Wilder focused on his wealth management career at First Third Bank in Cincinnati. But after a few years, he found himself missing the competition and the travel. With his wife’s support, Wilder rededicated himself to the game. He revamped his swing under the tutelage of Traditions Golf Club professional John Leach, the husband of 2009 U.S. Women’s Mid-Amateur champion Martha Leach, and he started attempting to qualify for USGA and other major events. In 2011, he defeated defending champion Robert Gerwin II to win the Cincinnati Metropolitan Amateur.

“Life gets a little boring just going to work and doing the same thing every day,” said Wilder, who has two young boys, Luke, 6, and Colin, 4. “Back then, my wife said if you are going to do this and commit to it, you might as well get better at it.

“My family is unbelievably supportive. My wife understands … a little bit why we goofy guys do what we do. She’s been very upbeat when we talk and wishing me the best of luck. This game is hard enough if you are not thinking clearly and worried about other things.”

Wilder’s father and father-in-law flew down to support him this week. Close friend and co-worker Greg Weirich is serving as his caddie. His ex-college coach, Reis, flew in from Scottsdale, Ariz., to watch him and Williamson, another native of Cincinnati, compete in the stroke-play rounds.

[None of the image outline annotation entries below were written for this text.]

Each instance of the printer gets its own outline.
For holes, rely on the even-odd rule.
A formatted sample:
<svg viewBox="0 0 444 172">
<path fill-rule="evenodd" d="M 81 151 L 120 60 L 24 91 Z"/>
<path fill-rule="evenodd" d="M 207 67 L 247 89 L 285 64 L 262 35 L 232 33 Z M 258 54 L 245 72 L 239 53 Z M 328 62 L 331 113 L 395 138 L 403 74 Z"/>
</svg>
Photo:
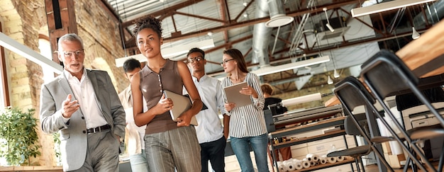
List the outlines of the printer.
<svg viewBox="0 0 444 172">
<path fill-rule="evenodd" d="M 433 106 L 444 117 L 444 102 L 433 103 Z M 430 126 L 439 124 L 433 115 L 425 105 L 421 105 L 401 110 L 406 130 L 412 128 Z M 444 138 L 433 138 L 430 139 L 431 152 L 434 161 L 440 158 Z"/>
<path fill-rule="evenodd" d="M 438 112 L 444 116 L 444 102 L 432 103 Z M 418 127 L 439 124 L 439 121 L 425 105 L 421 105 L 401 110 L 406 130 Z"/>
</svg>

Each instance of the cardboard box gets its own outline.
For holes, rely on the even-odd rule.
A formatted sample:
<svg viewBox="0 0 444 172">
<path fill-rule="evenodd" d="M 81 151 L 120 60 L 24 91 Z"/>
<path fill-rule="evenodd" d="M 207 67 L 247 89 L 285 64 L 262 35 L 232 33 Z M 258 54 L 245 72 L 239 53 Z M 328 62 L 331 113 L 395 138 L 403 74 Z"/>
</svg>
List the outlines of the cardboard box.
<svg viewBox="0 0 444 172">
<path fill-rule="evenodd" d="M 393 168 L 401 168 L 403 165 L 401 165 L 401 161 L 406 161 L 406 156 L 402 154 L 399 155 L 388 155 L 389 161 L 387 161 L 390 164 L 390 166 Z M 387 160 L 387 158 L 386 158 Z"/>
</svg>

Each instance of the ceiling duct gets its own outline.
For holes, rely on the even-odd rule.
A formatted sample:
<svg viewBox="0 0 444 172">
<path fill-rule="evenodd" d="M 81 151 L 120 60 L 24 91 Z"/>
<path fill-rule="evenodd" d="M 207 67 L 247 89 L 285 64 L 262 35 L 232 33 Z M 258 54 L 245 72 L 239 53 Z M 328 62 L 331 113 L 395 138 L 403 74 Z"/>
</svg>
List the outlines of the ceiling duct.
<svg viewBox="0 0 444 172">
<path fill-rule="evenodd" d="M 330 31 L 327 28 L 326 24 L 328 21 L 326 19 L 321 20 L 319 23 L 315 24 L 315 28 L 318 33 L 316 36 L 321 40 L 343 36 L 350 28 L 349 26 L 347 26 L 345 18 L 344 17 L 332 18 L 329 19 L 329 21 L 330 25 L 334 29 L 333 32 Z"/>
<path fill-rule="evenodd" d="M 286 16 L 282 0 L 260 0 L 257 1 L 257 7 L 256 18 L 267 16 L 270 18 L 266 23 L 255 24 L 252 34 L 252 63 L 259 63 L 260 67 L 262 67 L 270 65 L 268 45 L 272 28 L 266 25 L 277 27 L 286 25 L 293 21 L 293 18 Z"/>
<path fill-rule="evenodd" d="M 418 14 L 414 18 L 414 23 L 415 26 L 421 26 L 426 25 L 426 20 L 428 23 L 436 23 L 444 16 L 444 1 L 438 1 L 431 6 L 427 5 L 427 11 L 426 16 L 423 13 Z M 427 18 L 427 19 L 426 19 Z"/>
<path fill-rule="evenodd" d="M 267 0 L 257 1 L 257 10 L 255 17 L 263 18 L 269 16 Z M 252 53 L 251 62 L 259 63 L 259 66 L 268 65 L 268 42 L 272 34 L 272 28 L 265 27 L 264 23 L 255 24 L 252 33 Z"/>
</svg>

On Monday, Wilder’s stay in the draw looked tenuous. He quickly fell 3 down to Brian Noonan before rallying to square the match on the 10th hole. He then lost Nos. 11-13 to fall 3 down again with five to play. On the par-5 14th, Wilder faced a difficult third shot, where he had to punch a 6-iron from the pine straw to the green. He pulled off the shot and made a birdie to start a stretch of four victories in five holes to seal a 1-up, come-from-behind win.

“That was the turning point of the whole tournament,” said Wilder. “But everyone who has ever won this event can attest you have to have a break or two to win the whole golf tournament, and that was clearly my break and luckily I am taking advantage of it so far.”

Wilder said one factor to his success this week has been his comfort level with the bermudagrass. In college, the Bearcats played a lot of events in Florida. Wilder also has competed in many amateur events in the Sunshine State, so he’s accustomed to the turf.

“Chipping and pitching out of this stuff is difficult and I spent a lot of time on that,” said Wilder of his pre-championship preparations. “It’s been a big difference in all of my matches. I have chipped it better than my opponents.”

He is unlikely to have that advantage in Wednesday’s quarterfinal match against Jess Daley, 37, of Palm Beach Gardens, Fla., an ex-professional who regained his amateur status earlier this year. Daley played one season on the PGA Tour in 2001 after graduating from Northwestern a year earlier. He also played five seasons on the Nationwide (now Web.com) Tour.

Wilder, who has watched his friend Jim Herman compete many times on the PGA Tour, draws inspiration from his recent good form. If anything, Herman’s performance has motivated Wilder.

“I’m pumped,” said Wilder, who earned a spot into next year’s U.S. Mid-Amateur by reaching the quarterfinals. “This is great.”